Like many countries, Poland’s energy alternative is… alternative energy. How alarming, then, to read on the Polskie Radio Dla Zagranicy website the other day (Wind farm protests in tourist hotspot – 22/03/13) that Poles are prone to “Nimby”ism (“Not in my back yard”) like the rest of us. Apparently a movement in the beautiful north-eastern region of Poland, the Mazury lakes, is fighting against the introduction of further wind turbines there, and has written to Polish Prime Minister Donald Tusk.

Now, I declare an interest here: my father pioneered wind energy in the 70s and 80s, working on the difficult process of harnessing the wind via turbines and transporting the resultant electricity to the grid. Whilst accepting there is always the question of the cradle to the grave cost of electricity generation through wind, he (and I) have never understood the vehemence of opposition to an energy source that is, essentially, clean and endless.
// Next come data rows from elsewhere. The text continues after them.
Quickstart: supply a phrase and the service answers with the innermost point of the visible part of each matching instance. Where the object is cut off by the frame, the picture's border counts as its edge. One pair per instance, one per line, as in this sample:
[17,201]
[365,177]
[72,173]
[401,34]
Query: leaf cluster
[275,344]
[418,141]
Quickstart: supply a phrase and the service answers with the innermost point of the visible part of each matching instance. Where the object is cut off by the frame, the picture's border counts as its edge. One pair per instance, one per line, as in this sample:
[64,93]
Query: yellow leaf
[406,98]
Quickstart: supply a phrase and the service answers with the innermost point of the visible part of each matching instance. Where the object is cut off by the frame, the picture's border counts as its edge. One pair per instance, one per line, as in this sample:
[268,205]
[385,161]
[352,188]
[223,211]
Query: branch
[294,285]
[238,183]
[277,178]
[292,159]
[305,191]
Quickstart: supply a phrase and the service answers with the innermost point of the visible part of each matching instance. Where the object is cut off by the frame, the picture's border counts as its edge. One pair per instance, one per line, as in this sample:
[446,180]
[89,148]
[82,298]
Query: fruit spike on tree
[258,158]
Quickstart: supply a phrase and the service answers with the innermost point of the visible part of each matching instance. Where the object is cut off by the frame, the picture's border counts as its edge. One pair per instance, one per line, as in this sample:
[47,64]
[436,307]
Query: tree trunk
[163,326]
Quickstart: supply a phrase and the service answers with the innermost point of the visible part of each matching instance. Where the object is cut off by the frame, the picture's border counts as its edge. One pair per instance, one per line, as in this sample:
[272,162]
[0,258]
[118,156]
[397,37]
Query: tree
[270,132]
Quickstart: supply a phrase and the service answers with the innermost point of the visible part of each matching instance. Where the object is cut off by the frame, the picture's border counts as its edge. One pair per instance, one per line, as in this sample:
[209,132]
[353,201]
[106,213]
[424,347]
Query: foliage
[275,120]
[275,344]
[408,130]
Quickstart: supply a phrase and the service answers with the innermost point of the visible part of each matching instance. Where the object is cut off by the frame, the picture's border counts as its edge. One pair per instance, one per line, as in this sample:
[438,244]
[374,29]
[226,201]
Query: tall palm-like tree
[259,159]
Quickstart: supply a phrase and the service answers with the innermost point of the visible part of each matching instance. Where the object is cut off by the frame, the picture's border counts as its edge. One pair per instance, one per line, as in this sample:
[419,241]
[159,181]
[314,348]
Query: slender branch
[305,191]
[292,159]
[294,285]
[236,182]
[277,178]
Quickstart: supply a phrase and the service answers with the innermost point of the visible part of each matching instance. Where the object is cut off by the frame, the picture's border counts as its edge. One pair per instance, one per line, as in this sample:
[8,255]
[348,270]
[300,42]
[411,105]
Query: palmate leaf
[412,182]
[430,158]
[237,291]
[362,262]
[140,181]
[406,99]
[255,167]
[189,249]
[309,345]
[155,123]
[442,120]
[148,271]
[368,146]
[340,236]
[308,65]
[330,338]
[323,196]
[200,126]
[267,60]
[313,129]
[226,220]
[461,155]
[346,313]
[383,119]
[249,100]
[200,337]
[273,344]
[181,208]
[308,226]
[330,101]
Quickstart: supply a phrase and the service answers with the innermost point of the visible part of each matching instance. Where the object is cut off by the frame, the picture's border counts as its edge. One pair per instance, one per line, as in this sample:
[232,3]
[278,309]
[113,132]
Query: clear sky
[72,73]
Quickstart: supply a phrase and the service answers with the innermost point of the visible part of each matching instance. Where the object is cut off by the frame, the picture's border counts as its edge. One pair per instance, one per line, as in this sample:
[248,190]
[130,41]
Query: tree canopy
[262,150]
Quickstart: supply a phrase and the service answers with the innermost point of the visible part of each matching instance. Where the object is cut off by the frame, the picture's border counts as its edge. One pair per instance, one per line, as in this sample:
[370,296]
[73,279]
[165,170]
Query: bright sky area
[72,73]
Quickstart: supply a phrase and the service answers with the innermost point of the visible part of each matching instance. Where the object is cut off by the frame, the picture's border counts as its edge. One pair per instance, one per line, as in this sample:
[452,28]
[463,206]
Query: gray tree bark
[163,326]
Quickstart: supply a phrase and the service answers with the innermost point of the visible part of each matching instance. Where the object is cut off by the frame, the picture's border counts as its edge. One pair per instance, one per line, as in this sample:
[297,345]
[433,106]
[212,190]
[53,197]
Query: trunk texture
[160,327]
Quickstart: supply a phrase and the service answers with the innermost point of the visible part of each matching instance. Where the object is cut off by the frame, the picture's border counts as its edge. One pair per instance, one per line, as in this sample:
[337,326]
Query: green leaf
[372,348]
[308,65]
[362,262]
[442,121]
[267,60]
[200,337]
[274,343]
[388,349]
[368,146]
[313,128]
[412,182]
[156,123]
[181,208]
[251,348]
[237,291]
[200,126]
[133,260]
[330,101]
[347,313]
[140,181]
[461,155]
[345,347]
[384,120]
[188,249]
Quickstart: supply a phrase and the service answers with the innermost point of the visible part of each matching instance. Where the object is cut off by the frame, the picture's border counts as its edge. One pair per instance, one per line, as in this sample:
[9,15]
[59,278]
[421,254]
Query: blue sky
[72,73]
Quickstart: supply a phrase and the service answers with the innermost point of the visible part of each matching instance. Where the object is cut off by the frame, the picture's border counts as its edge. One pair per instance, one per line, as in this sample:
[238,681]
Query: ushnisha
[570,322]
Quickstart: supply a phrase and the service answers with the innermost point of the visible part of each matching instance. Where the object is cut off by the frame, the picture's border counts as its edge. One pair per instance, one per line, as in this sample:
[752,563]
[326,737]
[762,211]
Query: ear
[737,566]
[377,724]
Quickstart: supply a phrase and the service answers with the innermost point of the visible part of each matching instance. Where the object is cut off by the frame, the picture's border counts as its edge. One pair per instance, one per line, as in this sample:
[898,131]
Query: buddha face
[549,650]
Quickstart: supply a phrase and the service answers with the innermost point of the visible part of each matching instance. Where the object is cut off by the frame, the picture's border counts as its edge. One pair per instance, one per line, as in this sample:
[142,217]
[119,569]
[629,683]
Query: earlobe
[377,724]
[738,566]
Of course, it’s always different when a vast turbine tower is due to be put up in your own back yard. As well as aesthetic, there are noise pollution and other considerations. But are any of these sufficient to outweigh the many benefits of wind – like helping to save the planet? I say, absolutely not! Indeed, myself, I think these creations are elegant and complement the landscape – though I accept that’s a matter of taste. In UK, we’re masterful at putting an individual’s rights before the greater good. That’s laudable – but only to a degree. And when the windiest country in Europe (UK, if you’re guessing) lags behind Denmark, Germany and the rest in erecting wind turbines, or, in another context, behind France, Germany, Spain and Italy in having a high speed rail network, well, seems to me we’ve got the balance wrong.

And what about Poland? It has great energy opportunity. Apparently there are – potentially, no-one’s quite sure yet – tremendous shale gas deposits in the country. As in UK and elsewhere, there are environmental concerns about releasing the gas by fracking, and Regulation needs to catch up with opportunities on (or in, or under) the ground. But the prize is an energy sector no longer so lopsidedly (90%) dependent on coal, or indeed the Russians.

I only hope that, in all this, Poland remains alert to the fact that an energy mix is the best approach, and that includes wind energy. This means allaying the concerns of the Nimby brigade, and reversing the recent selling off of wind projects by foreign investors. It’s all to play for in a country said to have the largest energy reserves in the EU. Let’s hope, in all this, Poland turns out not to be all wind, but all wind energy.